On Oct 2, 2012, at 3:49 PM, Mark Friedenbach wrote:

> Well it's hard to boil it down to a specific test case, as it affects the 
> underlying assumptions that went into the design of ORM-tree. Here's an 
> explanation of what I'm doing, and perhaps you can tell me if I'm (ab)using 
> the API correctly:
> 
> The meat of the code is a mapper extension whose insert, update, and delete 
> hooks execute SQL expressions directly to update the nested-interval tree 
> parameters. For efficiency I use the SQL expression layer and then manually 
> update the working set of ORM objects to reflect the new state.
> 
> In essence:
> 
>     connection.execute(...update in sql expression language...)
>     for obj in session.identity_map:
>         ...same update, as python...
> 
> (The session.identity_map is accessible to the mapper extension because it 
> was tucked away as a hidden attribute in the object in a session extension 
> before_flush handler.)
> 
> As far as I can tell, the update to the session objects is now triggering a 
> 2nd flush, even though the purpose of the update was to refresh the objects 
> with their current database values.

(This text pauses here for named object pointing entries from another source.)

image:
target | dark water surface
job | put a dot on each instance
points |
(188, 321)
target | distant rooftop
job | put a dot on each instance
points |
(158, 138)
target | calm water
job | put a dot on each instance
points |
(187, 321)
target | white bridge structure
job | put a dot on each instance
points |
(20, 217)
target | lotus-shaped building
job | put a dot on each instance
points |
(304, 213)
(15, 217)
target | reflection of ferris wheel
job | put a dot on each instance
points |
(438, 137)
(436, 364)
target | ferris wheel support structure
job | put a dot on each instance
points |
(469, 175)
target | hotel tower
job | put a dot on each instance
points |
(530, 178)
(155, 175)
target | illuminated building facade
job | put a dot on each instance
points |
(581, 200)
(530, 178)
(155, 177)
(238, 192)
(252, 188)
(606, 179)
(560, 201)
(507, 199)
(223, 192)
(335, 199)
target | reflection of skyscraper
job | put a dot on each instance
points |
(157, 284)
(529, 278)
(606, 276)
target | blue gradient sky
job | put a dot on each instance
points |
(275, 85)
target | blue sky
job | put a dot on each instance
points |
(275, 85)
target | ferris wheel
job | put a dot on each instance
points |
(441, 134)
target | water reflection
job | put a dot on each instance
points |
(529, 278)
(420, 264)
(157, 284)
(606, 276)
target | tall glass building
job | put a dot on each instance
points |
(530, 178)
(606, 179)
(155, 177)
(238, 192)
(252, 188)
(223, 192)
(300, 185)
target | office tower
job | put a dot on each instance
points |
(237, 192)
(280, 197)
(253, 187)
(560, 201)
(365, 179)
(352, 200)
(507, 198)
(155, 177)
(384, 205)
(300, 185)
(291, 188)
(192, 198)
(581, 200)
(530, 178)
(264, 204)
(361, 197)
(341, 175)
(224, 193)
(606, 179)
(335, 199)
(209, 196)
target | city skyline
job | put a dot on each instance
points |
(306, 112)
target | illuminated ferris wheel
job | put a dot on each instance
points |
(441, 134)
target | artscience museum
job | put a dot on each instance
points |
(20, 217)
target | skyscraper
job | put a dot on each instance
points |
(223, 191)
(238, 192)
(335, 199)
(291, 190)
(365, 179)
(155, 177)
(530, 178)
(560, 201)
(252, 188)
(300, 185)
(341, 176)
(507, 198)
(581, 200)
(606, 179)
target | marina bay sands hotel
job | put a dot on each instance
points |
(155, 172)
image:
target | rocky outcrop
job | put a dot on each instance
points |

On the 2nd flush the SQL expression 
> updates get executed again, resulting in a corrupt database.
> 
> Any red flags in what I'm doing?

Basically, when the flush is finished, session.dirty, session.new and 
session.deleted should be empty.  If you add a quick after_flush_postexec() 

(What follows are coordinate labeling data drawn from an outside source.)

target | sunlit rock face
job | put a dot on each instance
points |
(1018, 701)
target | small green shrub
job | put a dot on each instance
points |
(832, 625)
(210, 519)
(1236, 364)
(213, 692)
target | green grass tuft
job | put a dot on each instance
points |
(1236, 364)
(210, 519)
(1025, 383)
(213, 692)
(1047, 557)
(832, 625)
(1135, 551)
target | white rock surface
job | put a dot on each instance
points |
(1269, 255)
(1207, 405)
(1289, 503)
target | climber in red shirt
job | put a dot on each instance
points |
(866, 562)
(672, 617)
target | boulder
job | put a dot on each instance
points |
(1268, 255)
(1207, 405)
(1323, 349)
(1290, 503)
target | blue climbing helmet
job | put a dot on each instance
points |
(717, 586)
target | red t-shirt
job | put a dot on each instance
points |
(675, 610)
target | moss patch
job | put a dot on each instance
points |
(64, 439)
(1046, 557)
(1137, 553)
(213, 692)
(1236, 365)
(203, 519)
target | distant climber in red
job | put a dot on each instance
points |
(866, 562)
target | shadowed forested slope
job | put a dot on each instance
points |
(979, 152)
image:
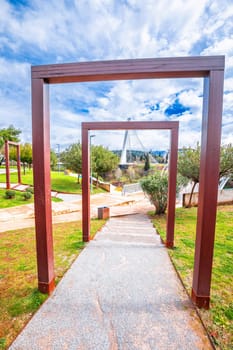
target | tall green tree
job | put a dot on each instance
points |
(25, 154)
(72, 158)
(103, 161)
(53, 159)
(156, 188)
(10, 134)
(189, 164)
(147, 162)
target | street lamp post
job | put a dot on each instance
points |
(91, 163)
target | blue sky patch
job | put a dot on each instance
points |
(176, 109)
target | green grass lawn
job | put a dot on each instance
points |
(219, 319)
(18, 200)
(59, 182)
(19, 297)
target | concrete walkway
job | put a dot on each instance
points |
(122, 292)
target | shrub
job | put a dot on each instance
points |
(156, 187)
(9, 194)
(27, 195)
(30, 190)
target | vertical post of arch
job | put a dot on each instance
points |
(172, 188)
(208, 187)
(18, 163)
(42, 185)
(7, 165)
(85, 185)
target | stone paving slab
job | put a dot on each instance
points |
(121, 293)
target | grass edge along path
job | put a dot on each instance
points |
(59, 182)
(19, 296)
(219, 319)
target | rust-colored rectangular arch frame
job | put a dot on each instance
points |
(211, 68)
(159, 125)
(7, 157)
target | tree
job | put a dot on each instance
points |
(25, 154)
(103, 160)
(72, 158)
(189, 164)
(10, 134)
(147, 162)
(53, 159)
(156, 187)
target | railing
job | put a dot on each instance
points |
(131, 188)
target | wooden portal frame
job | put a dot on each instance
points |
(173, 126)
(211, 68)
(7, 157)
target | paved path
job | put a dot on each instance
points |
(121, 293)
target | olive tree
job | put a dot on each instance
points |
(156, 187)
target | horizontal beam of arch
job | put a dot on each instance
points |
(147, 68)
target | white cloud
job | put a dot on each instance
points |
(64, 31)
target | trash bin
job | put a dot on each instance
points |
(103, 212)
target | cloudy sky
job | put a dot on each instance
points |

event, and inside the event assert that these are all empty, then you shouldn't 
get any subsequent flush.

If session.dirty is acquiring state due to attribute set events, as I see a lot 
of setattr() going on, you can set attributes without establishing history 
using set_committed_value(): 
http://docs.sqlalchemy.org/en/rel_0_7/orm/session.html#sqlalchemy.orm.attributes.set_committed_value
 .  However, if that's in fact what's happening, I might need to look into that 
because the "dirty" state of attributes should be unconditionally reset before 
the flush completes.  I just did a test to confirm that, so I'd be curious to 
see a test (unless I can come up with one here) that illustrates plain 
setattr() of a column-based attribute causing a second flush.   In theory it 
would be only .new and .dirty that might have state after the flush completes.